Open the .fasta file with an alignment viewer such as AliView or jalview and see if you can find and correct the alignment error. Hint: remember that the sequences in the alignment must all be the same length.

Export the amended alignment and save it with the name 'hiv_fixedalignment.fasta'. Alternatively, this file can be downloaded from the repo with the code below.

Read in the new .fasta file and repeat the steps above using the following code. Now the distance matrix no longer shows large differences between all sequences and the misaligned sequence. The long branch has also gone from the tree.

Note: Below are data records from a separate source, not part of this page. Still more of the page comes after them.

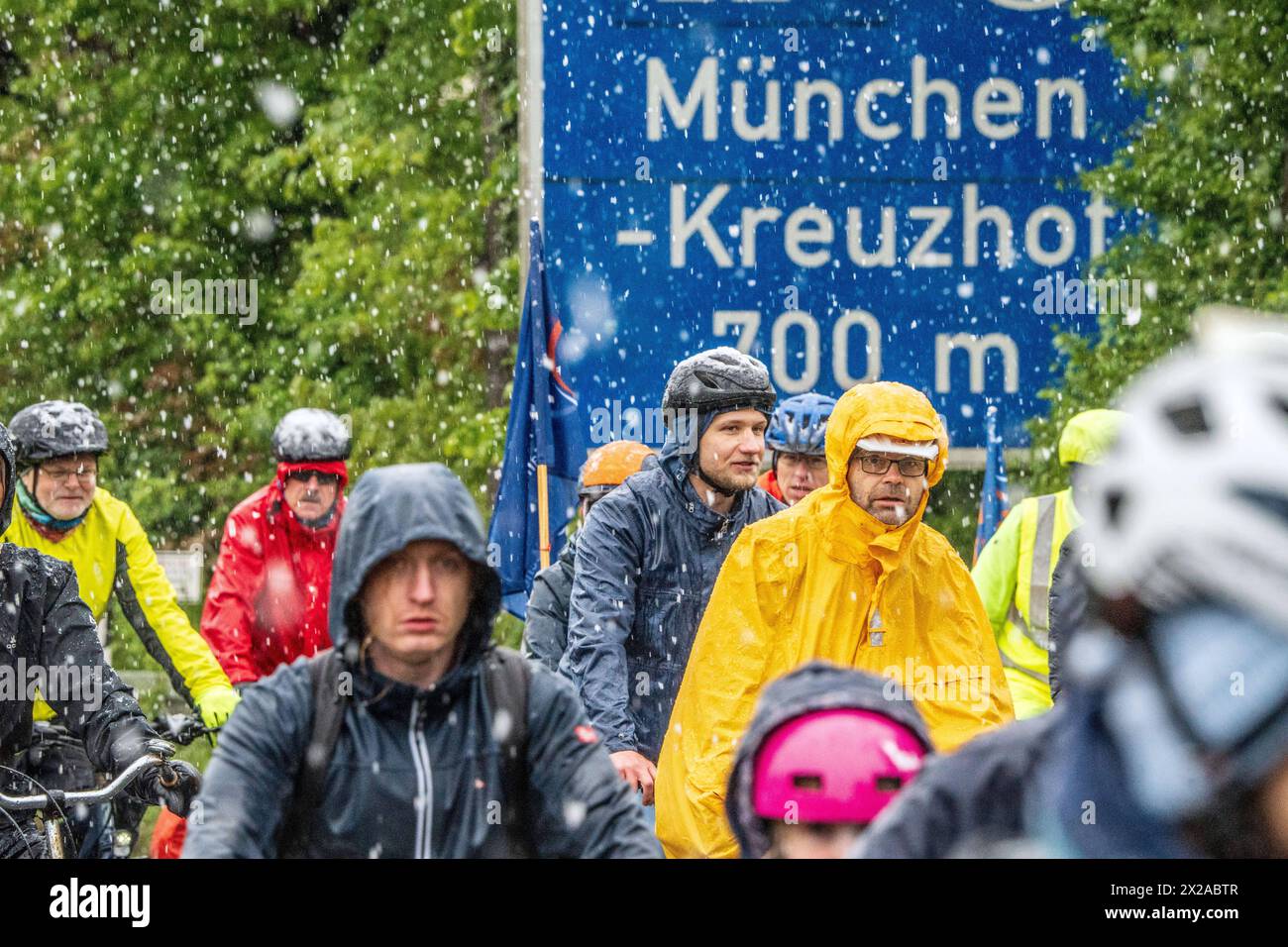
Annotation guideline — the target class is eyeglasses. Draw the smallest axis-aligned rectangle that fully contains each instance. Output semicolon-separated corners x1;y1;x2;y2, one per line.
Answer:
859;454;928;476
40;464;98;483
286;471;340;487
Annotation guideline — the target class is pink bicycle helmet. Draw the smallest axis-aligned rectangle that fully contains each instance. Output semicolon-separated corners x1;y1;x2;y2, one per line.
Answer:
752;708;926;824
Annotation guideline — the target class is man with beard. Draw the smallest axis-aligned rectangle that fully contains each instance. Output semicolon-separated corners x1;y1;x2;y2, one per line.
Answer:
561;347;783;805
657;381;1014;858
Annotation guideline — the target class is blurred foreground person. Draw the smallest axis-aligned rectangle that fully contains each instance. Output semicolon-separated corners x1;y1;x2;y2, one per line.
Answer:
857;325;1288;858
726;661;931;858
183;464;658;858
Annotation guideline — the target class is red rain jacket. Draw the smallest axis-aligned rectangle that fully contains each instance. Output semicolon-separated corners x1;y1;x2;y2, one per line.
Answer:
201;462;348;684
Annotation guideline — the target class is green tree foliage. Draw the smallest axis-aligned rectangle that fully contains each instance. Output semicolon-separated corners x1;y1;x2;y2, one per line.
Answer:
0;0;519;553
1033;0;1288;489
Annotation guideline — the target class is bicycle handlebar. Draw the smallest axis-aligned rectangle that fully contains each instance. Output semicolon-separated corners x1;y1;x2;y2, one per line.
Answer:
0;754;176;811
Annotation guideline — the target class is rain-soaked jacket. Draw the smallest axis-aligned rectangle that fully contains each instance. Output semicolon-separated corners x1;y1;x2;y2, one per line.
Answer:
561;425;783;760
4;487;229;720
519;533;577;674
656;381;1014;857
201;464;348;684
726;661;930;858
0;427;158;854
183;464;658;858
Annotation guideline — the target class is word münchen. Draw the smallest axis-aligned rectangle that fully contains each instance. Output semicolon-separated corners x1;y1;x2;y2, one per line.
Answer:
645;55;1087;143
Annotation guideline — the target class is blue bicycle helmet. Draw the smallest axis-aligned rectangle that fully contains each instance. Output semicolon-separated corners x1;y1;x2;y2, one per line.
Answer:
765;391;836;458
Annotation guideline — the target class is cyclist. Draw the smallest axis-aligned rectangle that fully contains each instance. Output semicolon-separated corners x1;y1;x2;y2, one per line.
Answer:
759;391;836;506
971;408;1122;720
201;407;352;685
519;441;657;672
559;347;783;811
0;424;201;857
725;661;931;858
659;381;1014;858
858;326;1288;858
4;401;239;857
184;464;661;858
150;407;352;858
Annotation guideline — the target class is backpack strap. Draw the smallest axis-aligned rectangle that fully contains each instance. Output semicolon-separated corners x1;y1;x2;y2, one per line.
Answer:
483;647;536;858
277;648;349;858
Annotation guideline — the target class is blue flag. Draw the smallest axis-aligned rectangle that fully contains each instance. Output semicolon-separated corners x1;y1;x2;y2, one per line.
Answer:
488;219;587;618
971;404;1012;566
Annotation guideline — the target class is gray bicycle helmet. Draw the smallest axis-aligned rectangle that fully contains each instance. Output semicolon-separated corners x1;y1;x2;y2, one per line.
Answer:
662;346;778;417
9;401;107;469
273;407;353;464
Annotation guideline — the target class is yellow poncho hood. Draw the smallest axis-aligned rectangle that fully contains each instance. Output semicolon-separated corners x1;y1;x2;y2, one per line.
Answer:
657;381;1014;857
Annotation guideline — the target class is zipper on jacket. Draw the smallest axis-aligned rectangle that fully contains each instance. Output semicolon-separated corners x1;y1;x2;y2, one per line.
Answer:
407;697;434;858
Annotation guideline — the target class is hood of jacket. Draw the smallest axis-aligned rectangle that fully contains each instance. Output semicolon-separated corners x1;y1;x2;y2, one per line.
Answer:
725;661;932;858
0;424;18;536
796;381;948;573
329;464;501;665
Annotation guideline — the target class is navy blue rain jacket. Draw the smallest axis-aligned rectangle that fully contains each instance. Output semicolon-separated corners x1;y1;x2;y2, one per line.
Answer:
183;464;661;858
559;412;786;762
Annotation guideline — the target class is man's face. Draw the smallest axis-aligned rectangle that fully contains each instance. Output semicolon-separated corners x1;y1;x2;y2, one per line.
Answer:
358;540;473;665
22;454;98;519
698;408;768;492
283;471;340;519
769;822;863;858
845;447;928;526
774;454;827;506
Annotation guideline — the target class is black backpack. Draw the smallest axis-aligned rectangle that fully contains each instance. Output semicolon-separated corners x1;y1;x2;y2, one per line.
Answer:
277;647;532;858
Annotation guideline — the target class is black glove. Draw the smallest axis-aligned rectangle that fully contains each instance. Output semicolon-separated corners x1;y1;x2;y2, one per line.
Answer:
134;760;201;818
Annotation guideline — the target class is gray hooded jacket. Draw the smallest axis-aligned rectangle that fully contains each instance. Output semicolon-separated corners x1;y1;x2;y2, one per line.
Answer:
183;464;661;858
559;412;786;762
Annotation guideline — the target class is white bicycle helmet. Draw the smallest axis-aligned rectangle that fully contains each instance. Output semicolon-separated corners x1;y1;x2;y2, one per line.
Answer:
1078;322;1288;634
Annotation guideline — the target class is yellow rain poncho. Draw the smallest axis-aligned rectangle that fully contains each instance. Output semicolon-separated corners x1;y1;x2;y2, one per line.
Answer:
656;381;1014;858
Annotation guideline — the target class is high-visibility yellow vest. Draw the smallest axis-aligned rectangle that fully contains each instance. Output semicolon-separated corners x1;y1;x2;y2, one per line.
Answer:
971;489;1082;720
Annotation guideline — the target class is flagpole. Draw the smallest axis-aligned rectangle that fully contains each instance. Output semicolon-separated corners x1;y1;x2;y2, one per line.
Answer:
537;464;550;569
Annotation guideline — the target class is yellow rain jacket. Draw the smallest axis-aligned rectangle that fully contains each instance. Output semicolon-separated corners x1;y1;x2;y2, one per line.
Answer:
656;381;1014;858
3;487;232;720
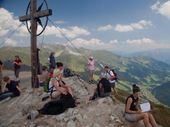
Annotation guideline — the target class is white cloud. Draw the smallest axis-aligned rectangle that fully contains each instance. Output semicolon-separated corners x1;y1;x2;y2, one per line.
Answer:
0;8;28;36
44;26;90;38
55;20;66;24
109;40;119;44
114;20;152;32
4;38;17;46
126;38;155;45
151;0;170;19
97;24;113;31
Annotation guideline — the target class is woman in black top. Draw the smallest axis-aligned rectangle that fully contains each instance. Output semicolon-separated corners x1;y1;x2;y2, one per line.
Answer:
125;85;157;127
0;76;21;101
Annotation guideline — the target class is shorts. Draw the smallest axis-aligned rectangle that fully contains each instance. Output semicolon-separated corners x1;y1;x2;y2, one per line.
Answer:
14;68;20;78
110;82;115;89
125;113;141;122
0;72;3;81
49;91;59;98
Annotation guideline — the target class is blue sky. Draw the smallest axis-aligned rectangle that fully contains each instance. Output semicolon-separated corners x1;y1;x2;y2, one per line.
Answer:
0;0;170;52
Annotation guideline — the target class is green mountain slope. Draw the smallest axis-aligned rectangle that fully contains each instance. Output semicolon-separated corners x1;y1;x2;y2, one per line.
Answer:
152;81;170;106
0;45;170;105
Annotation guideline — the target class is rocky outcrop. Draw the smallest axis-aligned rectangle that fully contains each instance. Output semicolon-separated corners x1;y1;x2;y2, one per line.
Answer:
0;77;161;127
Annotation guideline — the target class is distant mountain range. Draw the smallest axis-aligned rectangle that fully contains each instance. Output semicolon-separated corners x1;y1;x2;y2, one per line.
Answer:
152;81;170;106
0;45;170;105
130;49;170;65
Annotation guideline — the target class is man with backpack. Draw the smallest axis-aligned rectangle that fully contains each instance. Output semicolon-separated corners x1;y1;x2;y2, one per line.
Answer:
101;66;117;93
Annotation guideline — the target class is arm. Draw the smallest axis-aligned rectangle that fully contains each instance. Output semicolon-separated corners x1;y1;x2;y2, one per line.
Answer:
125;98;140;114
52;79;66;94
16;85;21;93
109;71;115;80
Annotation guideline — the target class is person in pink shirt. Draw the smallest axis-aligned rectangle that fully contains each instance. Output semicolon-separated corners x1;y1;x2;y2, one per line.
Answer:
87;56;95;83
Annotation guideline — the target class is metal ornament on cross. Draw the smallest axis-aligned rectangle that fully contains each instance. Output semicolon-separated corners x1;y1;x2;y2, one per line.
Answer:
20;0;52;36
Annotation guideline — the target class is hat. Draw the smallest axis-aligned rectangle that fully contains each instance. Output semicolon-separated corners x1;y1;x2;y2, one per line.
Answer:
89;56;93;59
132;84;140;93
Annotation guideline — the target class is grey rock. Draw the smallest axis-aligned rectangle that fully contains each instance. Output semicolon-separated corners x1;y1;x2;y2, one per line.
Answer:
67;120;76;127
56;113;66;121
30;110;39;120
76;114;83;122
92;123;100;127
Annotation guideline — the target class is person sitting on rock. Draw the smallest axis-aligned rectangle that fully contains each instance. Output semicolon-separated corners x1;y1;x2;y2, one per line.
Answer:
100;66;117;94
49;62;73;98
38;66;49;86
125;84;157;127
89;78;111;100
0;76;21;101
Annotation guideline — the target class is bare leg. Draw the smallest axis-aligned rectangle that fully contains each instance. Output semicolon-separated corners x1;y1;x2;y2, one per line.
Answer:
148;113;158;127
142;113;152;127
90;71;94;81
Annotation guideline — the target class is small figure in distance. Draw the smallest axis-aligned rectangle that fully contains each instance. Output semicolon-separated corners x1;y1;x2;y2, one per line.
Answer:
125;84;158;127
13;55;22;81
87;56;95;83
0;76;21;101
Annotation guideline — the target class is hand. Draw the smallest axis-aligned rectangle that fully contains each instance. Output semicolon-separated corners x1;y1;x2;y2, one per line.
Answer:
61;89;67;95
136;110;142;114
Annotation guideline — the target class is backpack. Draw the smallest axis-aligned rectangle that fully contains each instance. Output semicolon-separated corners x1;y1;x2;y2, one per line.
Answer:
63;68;74;77
109;69;118;81
44;75;52;93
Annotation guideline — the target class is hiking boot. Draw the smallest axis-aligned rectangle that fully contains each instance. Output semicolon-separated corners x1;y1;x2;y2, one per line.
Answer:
27;110;39;120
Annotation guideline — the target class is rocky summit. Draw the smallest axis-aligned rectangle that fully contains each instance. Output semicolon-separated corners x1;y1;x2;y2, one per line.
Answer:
0;72;161;127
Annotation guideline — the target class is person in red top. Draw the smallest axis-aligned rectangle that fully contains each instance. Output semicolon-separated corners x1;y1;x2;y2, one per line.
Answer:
13;55;22;80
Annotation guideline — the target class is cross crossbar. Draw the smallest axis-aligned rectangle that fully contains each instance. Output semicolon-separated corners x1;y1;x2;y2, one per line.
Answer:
19;9;52;22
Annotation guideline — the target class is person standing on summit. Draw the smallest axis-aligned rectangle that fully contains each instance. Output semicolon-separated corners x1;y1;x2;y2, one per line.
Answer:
87;56;95;83
13;55;22;81
49;52;56;73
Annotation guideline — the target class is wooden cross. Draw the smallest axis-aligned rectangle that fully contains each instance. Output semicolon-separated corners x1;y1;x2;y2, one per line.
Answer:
19;0;52;88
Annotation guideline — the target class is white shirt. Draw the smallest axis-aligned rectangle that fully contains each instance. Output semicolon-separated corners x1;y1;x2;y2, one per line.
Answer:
101;70;116;83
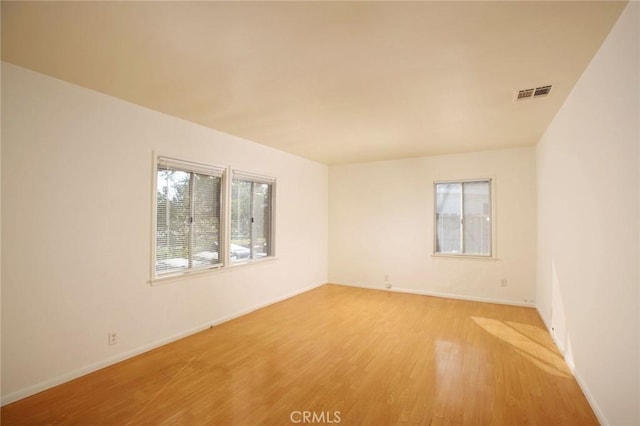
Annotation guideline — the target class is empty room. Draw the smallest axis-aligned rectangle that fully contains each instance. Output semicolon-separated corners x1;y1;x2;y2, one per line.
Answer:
0;1;640;426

What else do you notice about how the HIV-1 subtypes cluster in the tree from their coloured tips?

In [None]:
# Reload the corrected alignment
!curl -O "https://raw.githubusercontent.com/MLGlobalHealth/StatML4PopHealth/main/practicals/day5/practical6/data/hiv_fixedalignment.fasta"

corrected_sequences = list(SeqIO.parse("hiv_fixedalignment.fasta", "fasta"))

# recompute distance matrix
corrected_alignment = MultipleSeqAlignment(corrected_sequences)
corrected_dmatrix = calculator.get_distance(corrected_alignment)

# convert to a DataFrame
dist_df = pd.DataFrame(corrected_dmatrix.matrix, index=corrected_dmatrix.names, columns=corrected_dmatrix.names)

# plot the distance matrix
plt.figure(figsize=(10, 8))
sns.heatmap(dist_df, cmap='viridis_r', square=True)
plt.title("Genetic Distance Matrix")
plt.show()



In [None]:
corrected_tree = constructor.nj(corrected_dmatrix)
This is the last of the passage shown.